On Wed, Feb 24, 2010 at 11:14 AM, Tobias McNulty <tob...@caktusgroup.com> wrote:
...
> I'm hoping this will spark a discussion about how we can work more
> efficiently and put donated time to better use.  I may be a bit biased,
> because this is coming on the tail end of spending 2+ person hours trying to
> reproduce a ticket in the PyCon sprint that, I later found out, two others
> had done the same thing with a day earlier, but neither had indicated as
> much in the ticket.

The basic problem, as ever, is managing volunteer time.  In this case,
it looks like a failure of triage.  A committer often looks for
ready-for-checkin, and this ticket, despite having a patch, never got
marked ready-for-checkin.

Prompted by your question, I see that there are over 700 tickets in
this status -- I'd say a ticket should fairly quickly clear this stage
-- either be marked ready or marked patch-needs-improvement.  But of
course the triagers themselves are volunteers, doing relatively
unglamorous work when they can. (And thank you to all triagers for
their work!)

http://code.djangoproject.com/query?status=new&status=assigned&status=reopened&needs_better_patch=%211&has_patch=1&order=priority&stage=%21Ready+for+checkin

There are over 200 bugs marked 1.2 -- even after features got booted
to 1.3 (including yours), with the release date coming soon.  I'm sure
more will have to be pushed.  James got to be the bad guy booting
tickets for features late for 1.2-- some apparently due to workflow
failure.  But he's just following the workflow, too.

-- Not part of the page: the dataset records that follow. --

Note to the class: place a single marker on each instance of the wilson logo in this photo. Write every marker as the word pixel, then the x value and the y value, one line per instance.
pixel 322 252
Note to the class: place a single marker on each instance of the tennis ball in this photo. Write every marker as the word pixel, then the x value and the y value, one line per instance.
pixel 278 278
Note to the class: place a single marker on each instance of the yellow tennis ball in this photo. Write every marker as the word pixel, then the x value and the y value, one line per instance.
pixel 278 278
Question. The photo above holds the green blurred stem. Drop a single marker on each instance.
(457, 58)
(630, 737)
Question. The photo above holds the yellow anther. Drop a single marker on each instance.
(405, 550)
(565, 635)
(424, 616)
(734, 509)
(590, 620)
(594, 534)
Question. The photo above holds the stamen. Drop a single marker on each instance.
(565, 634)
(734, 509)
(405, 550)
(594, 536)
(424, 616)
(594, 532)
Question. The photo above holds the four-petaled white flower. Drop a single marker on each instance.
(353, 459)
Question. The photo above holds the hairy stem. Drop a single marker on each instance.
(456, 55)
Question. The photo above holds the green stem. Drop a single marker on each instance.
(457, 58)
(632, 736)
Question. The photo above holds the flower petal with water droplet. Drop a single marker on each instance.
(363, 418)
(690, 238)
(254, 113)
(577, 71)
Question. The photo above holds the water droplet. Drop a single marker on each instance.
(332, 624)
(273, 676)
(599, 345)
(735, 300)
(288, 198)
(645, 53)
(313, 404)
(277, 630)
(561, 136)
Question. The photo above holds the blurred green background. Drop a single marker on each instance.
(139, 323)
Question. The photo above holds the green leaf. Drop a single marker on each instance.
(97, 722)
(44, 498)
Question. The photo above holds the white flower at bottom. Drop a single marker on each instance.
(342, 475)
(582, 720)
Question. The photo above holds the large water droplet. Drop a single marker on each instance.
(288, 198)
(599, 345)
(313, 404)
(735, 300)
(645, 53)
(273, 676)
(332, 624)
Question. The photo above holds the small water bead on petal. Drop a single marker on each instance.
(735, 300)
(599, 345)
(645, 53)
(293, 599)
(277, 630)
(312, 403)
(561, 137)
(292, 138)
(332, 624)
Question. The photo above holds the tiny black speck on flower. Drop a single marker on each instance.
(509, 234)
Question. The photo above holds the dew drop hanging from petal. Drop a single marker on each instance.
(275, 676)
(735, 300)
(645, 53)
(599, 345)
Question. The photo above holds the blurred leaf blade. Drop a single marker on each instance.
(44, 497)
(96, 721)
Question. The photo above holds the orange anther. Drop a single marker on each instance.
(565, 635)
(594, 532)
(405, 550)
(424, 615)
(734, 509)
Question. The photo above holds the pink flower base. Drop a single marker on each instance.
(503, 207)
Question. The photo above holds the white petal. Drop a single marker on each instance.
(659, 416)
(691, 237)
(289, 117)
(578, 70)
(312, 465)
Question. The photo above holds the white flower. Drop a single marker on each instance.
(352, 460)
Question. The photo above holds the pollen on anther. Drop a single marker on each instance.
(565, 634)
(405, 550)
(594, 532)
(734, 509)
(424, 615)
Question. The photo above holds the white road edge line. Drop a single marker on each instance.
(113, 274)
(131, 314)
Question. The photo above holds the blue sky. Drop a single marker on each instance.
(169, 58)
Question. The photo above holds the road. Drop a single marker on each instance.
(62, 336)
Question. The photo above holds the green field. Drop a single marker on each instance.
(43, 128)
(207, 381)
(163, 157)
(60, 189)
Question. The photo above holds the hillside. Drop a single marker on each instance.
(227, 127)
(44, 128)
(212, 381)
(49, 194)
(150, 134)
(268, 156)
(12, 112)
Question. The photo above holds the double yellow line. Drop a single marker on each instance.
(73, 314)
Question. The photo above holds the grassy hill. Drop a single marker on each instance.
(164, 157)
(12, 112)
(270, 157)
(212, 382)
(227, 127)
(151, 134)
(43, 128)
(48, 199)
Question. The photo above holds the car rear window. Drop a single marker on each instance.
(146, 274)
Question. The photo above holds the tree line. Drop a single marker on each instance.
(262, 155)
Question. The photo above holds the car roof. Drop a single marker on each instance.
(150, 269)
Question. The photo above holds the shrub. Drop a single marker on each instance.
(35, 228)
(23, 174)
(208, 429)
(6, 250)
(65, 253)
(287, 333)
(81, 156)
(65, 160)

> A couple ideas to get us started:
>
> 1) Reemphasize via documentation and/or training (and/or by reading this
> message) the proper work flow for tickets (e.g., accept it when you start
> working on it, post a comment when you're done, etc.):
>
> http://docs.djangoproject.com/en/dev/internals/contributing/#claiming-tickets

I don't think documenting it more is the solution -- if people aren't
clear on the process as documented, I certainly haven't heard that
confusion.  I think the issue is that documenting and doing are two
different things.  For example, I know that I should only have tickets
assigned to me if I'm actively working them, but that hasn't stopped
me from forgetfully breaking that rule pretty often.

> 2) For each release, assign several people (I'd be happy to take a turn) the
> task of searching through all outstanding tickets in the milestone in
> question a couple weeks before the feature freeze and assigning
> "committable" ones to specific committers.  Maybe this ticket is an outlier,
> but I expect there are others out there that are also getting missed.  I'm
> not sure if this means that the current way ticket triage is outlined to
> work is just not happening, or if there are changes we need to make so that
> it works more effectively:
>
> http://docs.djangoproject.com/en/dev/internals/contributing/#ticket-triage

This gets at the problem more directly -- we used to have a
feature/bug classification, but it was abused -- lots of people marked
things as bugs simply because they felt they were necessary, and hence
not "features".  Everything is miscellaneous, but if there is no
consistent distinction between bug and feature, there's no point in
having the field.

I don't think we need a workflow that assigns committables to specific
committers-- they're working and doing what they can, we already have
a ready-for-commit sign, and (I presume) the issue isn't that they
aren't committing as quickly as possible -- the # of ready-for-commit
tickets has hovered between 15 and 100 for a year, and sits at 50 now.
 Tickets are being resolved quite a bit, so the inflow is roughly
matching the outflow.

What you're asking for, I think, is some sensitivity to the scope of a
change vs. how long it's been pending.  This is a pretty hard problem
to address -- if it falls to triagers, you're back where we started of
triaging not being able to keep up with the queue.  It'd be nice if
Trac stored time-stamped state transitions to reveal this sort of
thing.

That said, I wasn't aware that the # of untriaged tickets was that
high-- if I had known, maybe I would have spent more time triaging.
So I'm asking myself: where in the process are there places that
workflow breaks down, and how can we make those places more visible?
I'm presuming that if it were more visible, it would be better
addressed -- but it may simply be the case that we need more
volunteers to step into the break -- to stop filing their feature
patches, and to start clearing the triage queue.